Was ändert sich fürs Routing mit Claude Fable 5.1?
Am 1. September 2026 hat Anthropic Claude Fable 5.1 veröffentlicht, Model-ID claude-fable-5-1, zum unveränderten Grundpreis von 10 USD Input und 50 USD Output je 1 Million Token. Bewegt hat sich der Preis für Cache-Treffer: 0,25 statt 1,00 USD je 1 Million Token. Anthropic rechnet auf dieser Stufe mit dem Faktor 0,025 auf den Eingabepreis, während alle anderen Claude-Modelle bei 0,1 bleiben. Für eine Agenten-Schleife, die denselben 120.000-Token-Kontext zwanzigmal am Tag neu liest, sind das über einen Monat 18 statt 72 USD allein für den Cache-Posten. Wie sich das in eine vollständige Kostenrechnung einfügt, steht in Claude-API-Kosten kalkulieren.

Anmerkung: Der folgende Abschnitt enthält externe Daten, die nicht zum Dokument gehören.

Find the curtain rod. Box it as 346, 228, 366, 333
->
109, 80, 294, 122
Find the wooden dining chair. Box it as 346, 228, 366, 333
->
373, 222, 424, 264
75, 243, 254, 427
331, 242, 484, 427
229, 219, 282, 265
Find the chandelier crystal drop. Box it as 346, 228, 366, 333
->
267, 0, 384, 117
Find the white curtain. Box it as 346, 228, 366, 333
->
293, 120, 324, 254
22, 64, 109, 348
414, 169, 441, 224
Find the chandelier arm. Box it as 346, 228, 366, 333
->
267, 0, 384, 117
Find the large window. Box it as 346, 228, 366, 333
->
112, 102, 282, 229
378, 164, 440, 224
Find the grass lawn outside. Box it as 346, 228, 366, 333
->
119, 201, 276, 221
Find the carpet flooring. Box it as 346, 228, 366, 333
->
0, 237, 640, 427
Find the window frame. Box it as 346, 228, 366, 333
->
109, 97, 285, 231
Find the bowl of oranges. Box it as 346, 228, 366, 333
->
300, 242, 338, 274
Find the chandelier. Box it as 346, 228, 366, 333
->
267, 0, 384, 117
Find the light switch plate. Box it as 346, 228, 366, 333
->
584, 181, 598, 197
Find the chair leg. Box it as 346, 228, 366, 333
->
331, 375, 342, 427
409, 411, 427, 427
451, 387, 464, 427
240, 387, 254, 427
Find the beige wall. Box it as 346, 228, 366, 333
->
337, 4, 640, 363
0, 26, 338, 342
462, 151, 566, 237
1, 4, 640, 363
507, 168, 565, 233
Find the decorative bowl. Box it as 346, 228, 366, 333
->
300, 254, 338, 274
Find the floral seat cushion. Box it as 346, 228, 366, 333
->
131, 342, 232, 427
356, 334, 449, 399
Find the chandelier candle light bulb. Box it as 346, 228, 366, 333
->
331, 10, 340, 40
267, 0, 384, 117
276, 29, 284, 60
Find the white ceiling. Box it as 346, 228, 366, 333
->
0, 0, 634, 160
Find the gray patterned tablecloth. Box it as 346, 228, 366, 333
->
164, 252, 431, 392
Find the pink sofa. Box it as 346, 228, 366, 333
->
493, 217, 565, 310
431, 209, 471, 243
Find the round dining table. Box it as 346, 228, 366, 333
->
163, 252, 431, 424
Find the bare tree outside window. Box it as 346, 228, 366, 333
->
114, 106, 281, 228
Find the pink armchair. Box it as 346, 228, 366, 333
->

Für eine Routing-Schicht wiegen drei Verhaltensänderungen schwerer, die Anthropic selbst als Breaking Changes führt. Sie treffen genau das Muster, das dieser Artikel beschreibt, und die Dokumentation nennt den Router ausdrücklich als Beispiel.
Ein Denkblock gehört dem Modell, das ihn erzeugt hat. Lesbar ist er nur für dieses Modell oder ein neueres. Fable 5.1 liest die Denkblöcke aller älteren Claude-Stufen, umgekehrt liest keine ältere Stufe die von Fable 5.1. Für dein Routing heißt das: Ein Wechsel nach oben nimmt die bisherige Argumentationskette mit, ein Wechsel nach unten mitten im Gespräch verwirft sie, und das ausweichende Modell rollt den Fall aus den sichtbaren Nachrichten neu auf. Die API entfernt die unlesbaren Blöcke, bevor die Anfrage das Modell erreicht; sie kosten nichts und tauchen in input_tokens nicht auf. Ohne den Beta-Header thinking-binding-controls-2026-08-01 passiert das stillschweigend, mit ihm meldet die Antwort den Vorgang im Feld input_transformations als model_binding_mismatch. Wer nach einem Fallback einen Qualitätseinbruch sucht, findet ohne diesen Header keinen Hinweis im Log.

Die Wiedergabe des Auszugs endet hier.